Avi Greengart, analyst for market researcher Current Analysis, said broader use of Linux has been hampered by not having a single platform. Most handset manufacturers today, have to build their own Linux-based OS in order to use the technology. Such an effort often supersedes advantages of the OS, which provides standards-based, open-source technology at no charge.
"The problem has always been there's more promise than delivery with Linux (on mobile devices)," Greengart said. "You end up doing a lot of low-level programming yourself."
Reducing development time is a key selling point for Microsoft, which is marketing Windows Mobile "very, very aggressively" in Europe and particularly in the United States, Greengart said.

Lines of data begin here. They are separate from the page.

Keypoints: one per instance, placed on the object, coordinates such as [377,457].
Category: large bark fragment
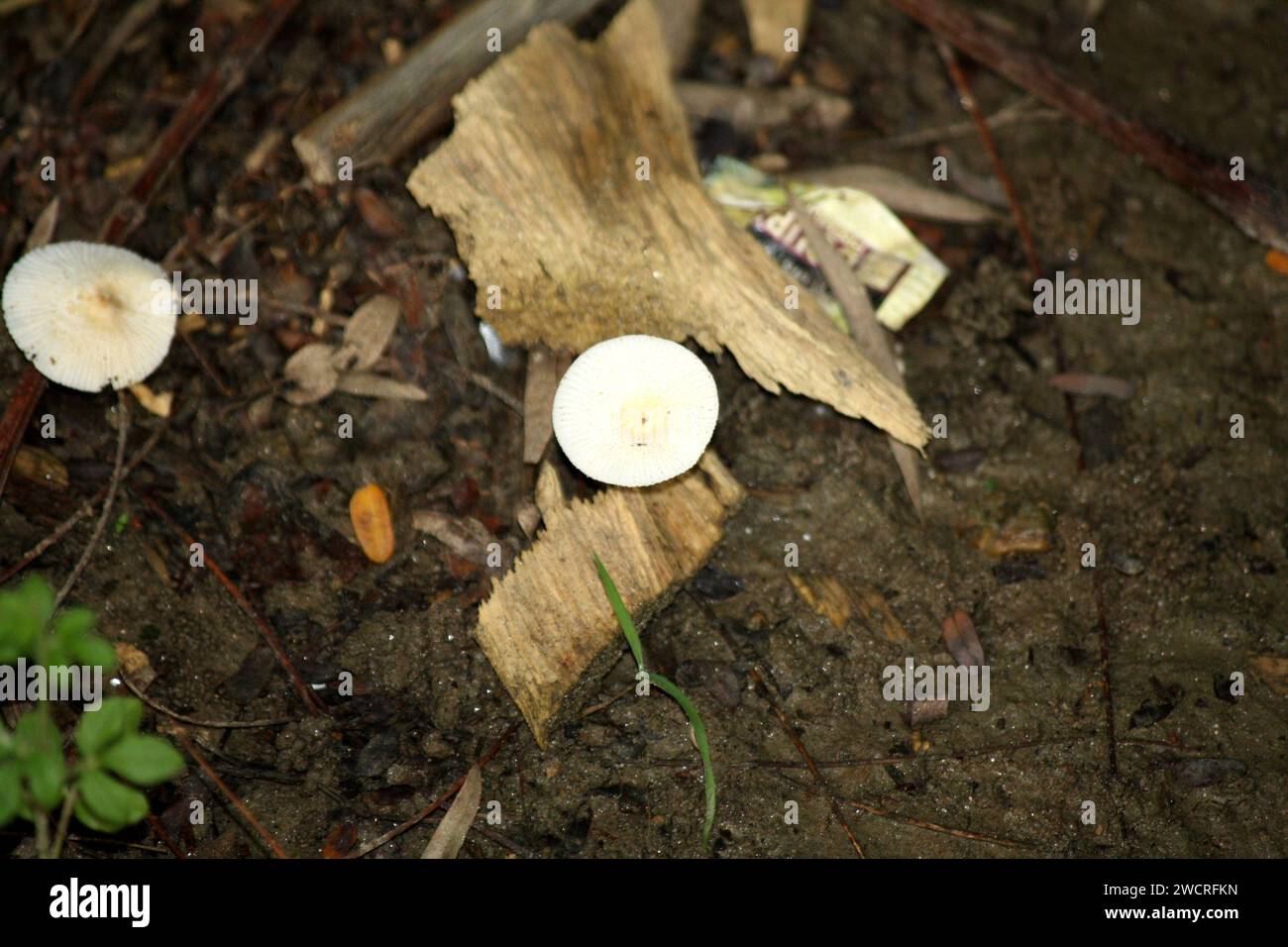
[541,183]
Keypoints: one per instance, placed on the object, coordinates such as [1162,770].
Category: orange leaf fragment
[369,509]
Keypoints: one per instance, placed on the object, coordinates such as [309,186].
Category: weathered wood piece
[572,187]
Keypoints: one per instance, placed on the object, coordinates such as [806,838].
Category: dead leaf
[548,624]
[38,466]
[545,183]
[545,368]
[1081,382]
[450,835]
[769,20]
[902,193]
[465,536]
[312,371]
[867,333]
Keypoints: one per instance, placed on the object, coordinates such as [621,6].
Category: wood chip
[548,628]
[754,108]
[539,182]
[465,536]
[447,839]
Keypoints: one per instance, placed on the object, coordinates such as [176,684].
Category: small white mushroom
[635,410]
[89,315]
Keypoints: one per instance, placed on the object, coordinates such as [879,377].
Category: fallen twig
[394,110]
[1254,208]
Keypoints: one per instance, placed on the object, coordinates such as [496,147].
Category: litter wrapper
[885,256]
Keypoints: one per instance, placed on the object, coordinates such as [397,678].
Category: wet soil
[1189,525]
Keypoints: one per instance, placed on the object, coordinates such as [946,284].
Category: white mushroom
[635,410]
[89,315]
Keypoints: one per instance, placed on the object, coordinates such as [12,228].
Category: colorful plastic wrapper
[885,256]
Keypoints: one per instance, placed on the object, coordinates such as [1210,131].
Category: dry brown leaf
[754,108]
[156,403]
[867,333]
[38,466]
[548,625]
[447,839]
[465,536]
[1271,669]
[539,182]
[312,371]
[550,493]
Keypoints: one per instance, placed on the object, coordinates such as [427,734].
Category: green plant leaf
[103,727]
[108,804]
[143,759]
[11,791]
[47,775]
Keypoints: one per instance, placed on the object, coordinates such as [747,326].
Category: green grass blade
[699,736]
[699,731]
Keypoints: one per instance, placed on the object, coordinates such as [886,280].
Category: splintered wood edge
[670,265]
[548,624]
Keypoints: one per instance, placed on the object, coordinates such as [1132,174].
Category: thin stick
[433,806]
[986,136]
[123,425]
[201,724]
[307,694]
[935,827]
[228,793]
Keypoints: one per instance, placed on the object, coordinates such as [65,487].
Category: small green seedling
[112,758]
[699,732]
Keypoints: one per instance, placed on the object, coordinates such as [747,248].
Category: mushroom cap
[635,410]
[89,315]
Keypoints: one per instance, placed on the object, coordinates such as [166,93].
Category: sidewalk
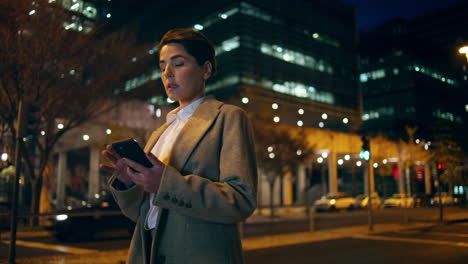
[251,243]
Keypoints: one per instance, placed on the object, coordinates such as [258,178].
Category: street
[445,244]
[339,236]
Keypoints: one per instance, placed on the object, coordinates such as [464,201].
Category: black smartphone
[130,149]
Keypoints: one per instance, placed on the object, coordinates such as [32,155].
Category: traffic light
[365,152]
[440,168]
[29,120]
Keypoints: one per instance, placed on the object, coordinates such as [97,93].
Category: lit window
[363,77]
[90,11]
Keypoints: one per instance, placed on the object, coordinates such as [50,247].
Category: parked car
[422,200]
[333,202]
[84,222]
[361,201]
[446,199]
[399,200]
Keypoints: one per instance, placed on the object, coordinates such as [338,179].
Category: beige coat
[207,188]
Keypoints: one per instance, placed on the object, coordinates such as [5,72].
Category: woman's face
[183,79]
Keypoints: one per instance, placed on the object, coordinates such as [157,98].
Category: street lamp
[464,50]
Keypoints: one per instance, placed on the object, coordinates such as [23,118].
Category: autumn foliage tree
[69,75]
[279,151]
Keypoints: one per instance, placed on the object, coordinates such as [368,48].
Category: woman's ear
[207,70]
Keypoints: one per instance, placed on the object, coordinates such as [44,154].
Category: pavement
[118,256]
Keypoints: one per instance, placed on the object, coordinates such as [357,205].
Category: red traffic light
[440,165]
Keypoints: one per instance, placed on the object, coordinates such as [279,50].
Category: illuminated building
[412,75]
[298,54]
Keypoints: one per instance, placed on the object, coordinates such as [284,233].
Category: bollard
[311,219]
[241,229]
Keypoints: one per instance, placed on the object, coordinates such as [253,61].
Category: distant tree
[70,75]
[279,151]
[447,151]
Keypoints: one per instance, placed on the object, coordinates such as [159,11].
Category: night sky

The advantage of Microsoft are its development tools, which help bring applications to market sooner.
Symbian is also proprietary, but it too delivers much of what's needed by a handset maker.
With the exception of Motorola, there are no major manufacturers in the OSDL group. In order for the effort to succeed, it will need to sign up companies like LG Electronics, Sony Ericsson and Samsung, Greengart said.
PalmSource, however, could give the OSDL a boost In China, a strong and growing cellular phone market. The company, which makes the Palm OS, last year bought China Mobile Ltd., which is developing a Chinese version of Linux.
Even though it uses Symbian in advanced cellular phones, also called smartphones, Nokia in May released a mobile device called the Nokia 770 Internet Tablet on Linux. The Finnish company plans to release a software update in the first half of next year that will support Internet telephony and instant messaging. Analysts have said that the tablet is an indication that Nokia could be planning a Linux-based mobile phone.
Symbian, however is expected to continue dominating the global market for smartphones, reaching 60 percent by 2009 from 55.9 percent last year, according to International Data Corp. Windows Mobile, on the other hand is expected to increase its share to 17.3 percent from 12.7 percent, and Linux is projected to grow to nearly 17 percent from 11.3 percent.